LEO CASTELLI GALLERY
Read moreAfter opening his first gallery in Paris in 1939, Leo Castelli, escaping the Occupation, arrived in New York. He opened galleries in SoHo, from where he moved successively to finally settle on 77th Street. He is undoubtedly the greatest art dealer in SoHo, and it is thanks to him that the art world now knows Jasper Johns, Robert Rauschenberg, Morris Louis, Cy Twombly, Frank Stella, Roy Lichtenstein, Andy Warhol, James Rosenquist, Claes Oldenburg, Ellsworth Kelly, Donald Judd, Dan Flavin, Richard Serra, Bruce Nauman, etc
ACQUAVELLA
Read moreThe opening of this gallery by Acquavella father took place in the 1950 s, with the Italian primitifs and the period of the Italian Renaissance.

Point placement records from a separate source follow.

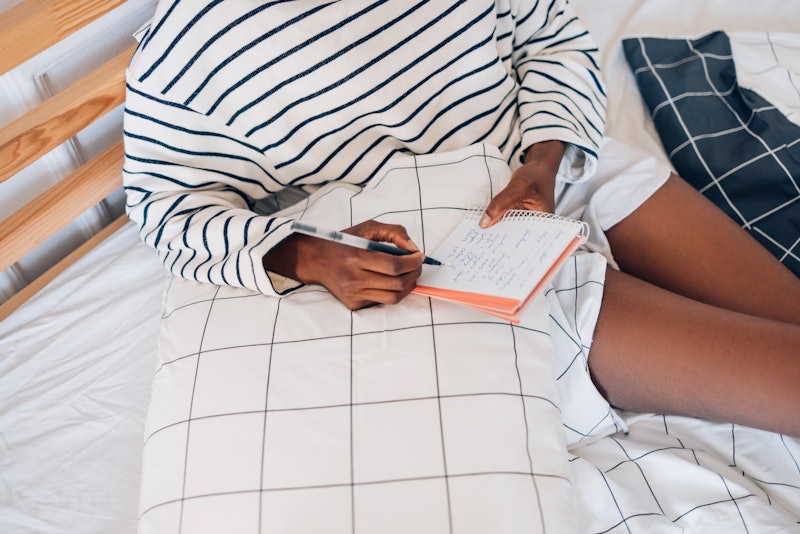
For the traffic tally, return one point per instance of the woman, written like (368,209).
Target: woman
(231,101)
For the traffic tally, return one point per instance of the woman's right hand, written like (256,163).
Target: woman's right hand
(359,278)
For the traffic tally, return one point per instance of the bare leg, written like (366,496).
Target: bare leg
(680,241)
(681,349)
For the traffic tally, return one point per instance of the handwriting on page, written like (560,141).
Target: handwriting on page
(498,261)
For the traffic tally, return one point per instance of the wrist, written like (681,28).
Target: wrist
(546,153)
(286,258)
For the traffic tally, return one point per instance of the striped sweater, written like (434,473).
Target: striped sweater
(231,101)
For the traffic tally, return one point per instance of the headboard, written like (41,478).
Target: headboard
(26,30)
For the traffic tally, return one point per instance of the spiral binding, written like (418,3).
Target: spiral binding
(475,213)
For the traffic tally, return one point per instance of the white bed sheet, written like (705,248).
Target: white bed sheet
(76,362)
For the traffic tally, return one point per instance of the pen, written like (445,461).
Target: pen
(354,241)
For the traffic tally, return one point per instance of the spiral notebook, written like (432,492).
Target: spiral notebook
(499,269)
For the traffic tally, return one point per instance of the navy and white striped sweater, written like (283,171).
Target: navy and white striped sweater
(230,101)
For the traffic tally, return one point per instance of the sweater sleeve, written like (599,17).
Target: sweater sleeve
(561,94)
(190,184)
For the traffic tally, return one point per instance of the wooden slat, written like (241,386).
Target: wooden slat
(59,118)
(58,206)
(31,289)
(32,26)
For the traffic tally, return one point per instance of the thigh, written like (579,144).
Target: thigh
(657,351)
(680,241)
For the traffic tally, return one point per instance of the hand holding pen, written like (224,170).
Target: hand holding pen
(357,277)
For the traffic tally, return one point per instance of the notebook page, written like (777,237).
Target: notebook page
(506,260)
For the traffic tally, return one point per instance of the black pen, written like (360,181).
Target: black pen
(354,241)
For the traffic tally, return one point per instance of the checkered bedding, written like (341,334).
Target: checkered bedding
(427,417)
(298,415)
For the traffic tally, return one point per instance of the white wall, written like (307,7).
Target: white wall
(32,83)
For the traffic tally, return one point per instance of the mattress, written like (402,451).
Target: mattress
(78,363)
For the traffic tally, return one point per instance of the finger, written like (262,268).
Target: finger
(382,232)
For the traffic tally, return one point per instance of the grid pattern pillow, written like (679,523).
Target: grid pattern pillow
(730,143)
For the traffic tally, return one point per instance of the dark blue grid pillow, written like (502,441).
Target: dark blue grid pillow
(727,141)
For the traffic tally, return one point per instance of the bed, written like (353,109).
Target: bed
(94,366)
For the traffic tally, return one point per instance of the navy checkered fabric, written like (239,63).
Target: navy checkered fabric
(731,144)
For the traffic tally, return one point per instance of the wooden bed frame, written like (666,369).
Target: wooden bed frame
(26,30)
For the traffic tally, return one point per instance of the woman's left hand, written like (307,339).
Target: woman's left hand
(532,186)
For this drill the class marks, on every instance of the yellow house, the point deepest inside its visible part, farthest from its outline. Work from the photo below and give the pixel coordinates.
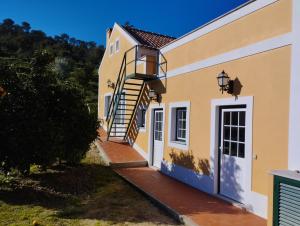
(218, 108)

In the 1960 s, the gallery presented impressionist. With the arrival of Acquavella son, the gallery looks to the modern (Picasso, Miro, Matisse, etc.) and towards the late 1970 s, that son opens a contemporary American post-war department (De Kooning, Pollock, Rothko…), and essentially Anglo-Saxon, with Francis Bacon, Lucian Freund, David Hockney…
CHRISTOPHER HENRY GALLERY
Read moreA small, particularly friendly "intellectual stimulation" area, located on horseback between the LES and NoLIta.
JEN BEKMAN
Read moreThis gallery also supports emerging artists in all forms: collage, photo, painting and audiovisual.